Classic Early Childhood Play

What early childhood toy is more classic than wooden alphabet blocks? Long before they are ready to learn the letters and numbers on the blocks, children engage in block play. They “fill and spill”, dropping blocks into a container, then dumping them out, again and again. They arrange blocks into a row. Progress to stacking and knocking down. Incorporate blocks into their imaginative play.

Progressive Skill Building

Their play builds fine motor skills from grasp and release to eye-hand coordination and controlled placement required for stacking. Some alphabet blocks feature simple pictures that develop vocabulary when an adult or older child supply the name of the objects. Gradually the child will associate the word with the object and begin to identify the objects by name. Only later do children begin recognizing specific letters and numerals and later still that they combine letters to make words.
Wooden alphabet blocks come in many forms, from smooth cubes with printed letters to cubes with embossed letters on the ends and printed ones on the sides. On some the letters are carved. Blocks handmade from natural hardwood stand out. My favorite are made in the United States of sustainably harvested native hardwoods.

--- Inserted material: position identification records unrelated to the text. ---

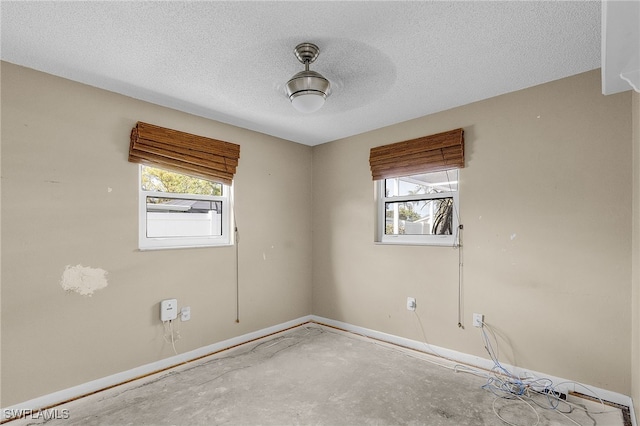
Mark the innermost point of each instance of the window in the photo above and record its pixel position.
(178, 211)
(419, 209)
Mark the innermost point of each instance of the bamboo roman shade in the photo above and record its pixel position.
(443, 151)
(183, 152)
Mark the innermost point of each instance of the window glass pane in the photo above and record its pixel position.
(419, 217)
(183, 217)
(427, 183)
(159, 180)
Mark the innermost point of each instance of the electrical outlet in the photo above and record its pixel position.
(478, 319)
(185, 313)
(411, 303)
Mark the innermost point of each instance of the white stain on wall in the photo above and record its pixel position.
(83, 279)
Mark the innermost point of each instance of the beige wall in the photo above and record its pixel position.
(635, 328)
(546, 207)
(545, 259)
(69, 197)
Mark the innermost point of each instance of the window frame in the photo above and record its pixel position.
(451, 240)
(160, 243)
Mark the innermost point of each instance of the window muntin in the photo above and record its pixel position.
(177, 211)
(419, 209)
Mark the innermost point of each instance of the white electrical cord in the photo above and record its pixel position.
(173, 339)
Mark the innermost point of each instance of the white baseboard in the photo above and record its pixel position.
(74, 392)
(563, 385)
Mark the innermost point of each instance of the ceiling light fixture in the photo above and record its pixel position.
(307, 90)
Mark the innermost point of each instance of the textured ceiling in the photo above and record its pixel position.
(388, 62)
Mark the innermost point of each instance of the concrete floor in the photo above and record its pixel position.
(312, 375)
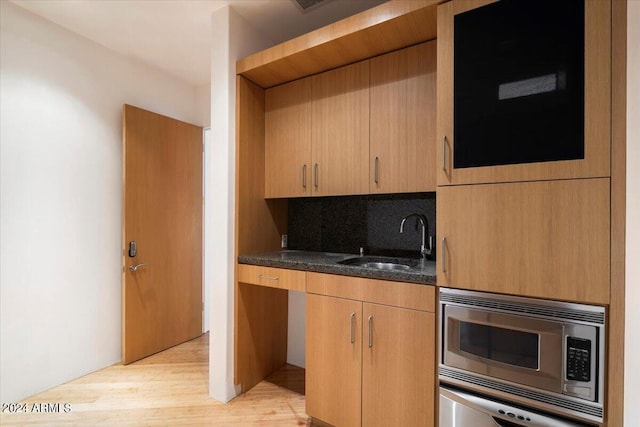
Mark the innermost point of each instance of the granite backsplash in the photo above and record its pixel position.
(344, 224)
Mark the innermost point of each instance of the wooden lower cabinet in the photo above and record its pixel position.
(334, 360)
(369, 364)
(397, 367)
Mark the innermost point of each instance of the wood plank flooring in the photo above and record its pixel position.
(167, 389)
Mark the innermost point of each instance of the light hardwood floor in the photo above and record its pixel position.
(167, 389)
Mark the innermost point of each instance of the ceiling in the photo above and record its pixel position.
(175, 35)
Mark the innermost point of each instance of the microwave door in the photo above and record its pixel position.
(513, 348)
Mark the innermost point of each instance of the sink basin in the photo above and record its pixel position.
(379, 263)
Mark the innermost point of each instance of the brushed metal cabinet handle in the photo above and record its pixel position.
(444, 254)
(315, 175)
(376, 170)
(304, 176)
(352, 327)
(444, 153)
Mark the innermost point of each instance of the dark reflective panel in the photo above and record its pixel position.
(519, 83)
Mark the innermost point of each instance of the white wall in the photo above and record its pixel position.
(632, 275)
(232, 39)
(60, 140)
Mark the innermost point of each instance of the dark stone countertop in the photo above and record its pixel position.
(423, 272)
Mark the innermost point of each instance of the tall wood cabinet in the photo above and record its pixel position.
(369, 363)
(403, 114)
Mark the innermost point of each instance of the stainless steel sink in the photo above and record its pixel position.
(379, 263)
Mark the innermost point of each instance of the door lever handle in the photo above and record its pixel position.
(135, 268)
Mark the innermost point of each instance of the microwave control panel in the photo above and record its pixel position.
(578, 359)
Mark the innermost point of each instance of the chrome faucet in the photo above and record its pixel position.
(422, 220)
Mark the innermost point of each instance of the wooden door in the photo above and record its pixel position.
(597, 106)
(340, 131)
(547, 239)
(333, 352)
(398, 367)
(162, 299)
(403, 119)
(288, 140)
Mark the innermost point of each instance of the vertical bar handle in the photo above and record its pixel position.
(304, 176)
(376, 170)
(315, 175)
(352, 327)
(444, 254)
(444, 153)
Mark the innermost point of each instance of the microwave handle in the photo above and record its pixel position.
(489, 407)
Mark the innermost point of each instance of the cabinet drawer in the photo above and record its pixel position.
(397, 294)
(272, 277)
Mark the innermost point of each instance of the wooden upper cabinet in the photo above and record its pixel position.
(597, 106)
(288, 140)
(545, 239)
(403, 116)
(340, 131)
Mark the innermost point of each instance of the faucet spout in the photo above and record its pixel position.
(420, 220)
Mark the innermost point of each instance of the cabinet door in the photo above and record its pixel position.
(340, 131)
(547, 239)
(288, 140)
(403, 115)
(597, 106)
(334, 356)
(398, 371)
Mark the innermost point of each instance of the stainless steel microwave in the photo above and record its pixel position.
(540, 353)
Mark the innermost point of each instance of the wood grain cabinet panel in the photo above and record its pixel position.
(340, 131)
(547, 239)
(597, 106)
(403, 115)
(334, 360)
(271, 277)
(398, 367)
(288, 140)
(369, 364)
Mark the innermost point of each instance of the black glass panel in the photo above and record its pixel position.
(502, 345)
(519, 83)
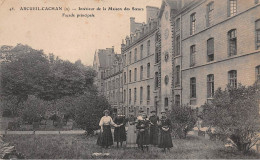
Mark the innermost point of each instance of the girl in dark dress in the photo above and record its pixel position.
(120, 133)
(154, 119)
(143, 138)
(165, 132)
(105, 139)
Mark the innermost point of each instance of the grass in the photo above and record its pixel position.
(81, 147)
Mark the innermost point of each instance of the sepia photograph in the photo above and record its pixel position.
(129, 80)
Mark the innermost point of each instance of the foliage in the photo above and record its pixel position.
(89, 110)
(29, 72)
(183, 119)
(33, 109)
(81, 147)
(234, 112)
(22, 71)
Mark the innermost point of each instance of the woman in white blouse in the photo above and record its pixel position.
(105, 123)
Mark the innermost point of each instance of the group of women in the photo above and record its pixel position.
(138, 131)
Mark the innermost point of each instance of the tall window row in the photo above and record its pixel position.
(128, 58)
(148, 95)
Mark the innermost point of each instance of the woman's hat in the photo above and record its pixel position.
(106, 111)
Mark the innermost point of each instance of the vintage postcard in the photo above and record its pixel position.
(129, 79)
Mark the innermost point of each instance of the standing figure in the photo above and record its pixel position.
(120, 133)
(131, 132)
(154, 119)
(143, 138)
(105, 123)
(165, 132)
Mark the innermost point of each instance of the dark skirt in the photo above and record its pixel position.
(165, 139)
(143, 138)
(120, 134)
(105, 139)
(154, 135)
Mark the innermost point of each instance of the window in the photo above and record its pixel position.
(135, 54)
(192, 55)
(210, 49)
(257, 32)
(141, 94)
(193, 87)
(192, 24)
(178, 45)
(166, 102)
(232, 7)
(177, 100)
(141, 51)
(129, 96)
(148, 92)
(130, 57)
(124, 95)
(232, 42)
(130, 75)
(210, 9)
(148, 47)
(232, 78)
(257, 73)
(125, 60)
(141, 72)
(177, 83)
(125, 77)
(135, 95)
(178, 24)
(156, 80)
(135, 74)
(210, 85)
(156, 55)
(148, 70)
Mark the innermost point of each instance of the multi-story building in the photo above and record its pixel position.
(185, 51)
(109, 78)
(217, 44)
(140, 64)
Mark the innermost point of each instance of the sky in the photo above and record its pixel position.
(70, 38)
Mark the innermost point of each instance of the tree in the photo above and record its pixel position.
(234, 113)
(22, 71)
(183, 119)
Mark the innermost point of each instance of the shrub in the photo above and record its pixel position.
(89, 110)
(183, 120)
(33, 109)
(234, 113)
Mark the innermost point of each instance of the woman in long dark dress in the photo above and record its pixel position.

Alphabet Blocks in Multiple Languages

Uncle Goose in Grand Rapids, Michigan, hand makes alphabet blocks in 23 languages, from the most common to the esoteric. These 1 3/4 inch basswood cubes are true artisan blocks designed by creative artists and made by master craftspeople. Four smooth sides with vibrant graphic designs reflecting the culture of the language and two with deeply debossed letters make every set an invitation to cultural awareness.

Upper and Lower Case 

English alphabet blocks are available in both upper case and lower case sets. Children may learn lower case letters more quickly than upper case because the ascenders, as in b, d, h, and t, and descenders, as in g, j, p, q, and y, make the letters easier to identify. Capital letters, by contrast, lack such visual distinctiveness. While playing with alphabet blocks in both cases, children gradually develop an interest in identifying the letters, matching upper and lower case, arranging blocks in alphabetical order, and beginning to spell their names and other simple words.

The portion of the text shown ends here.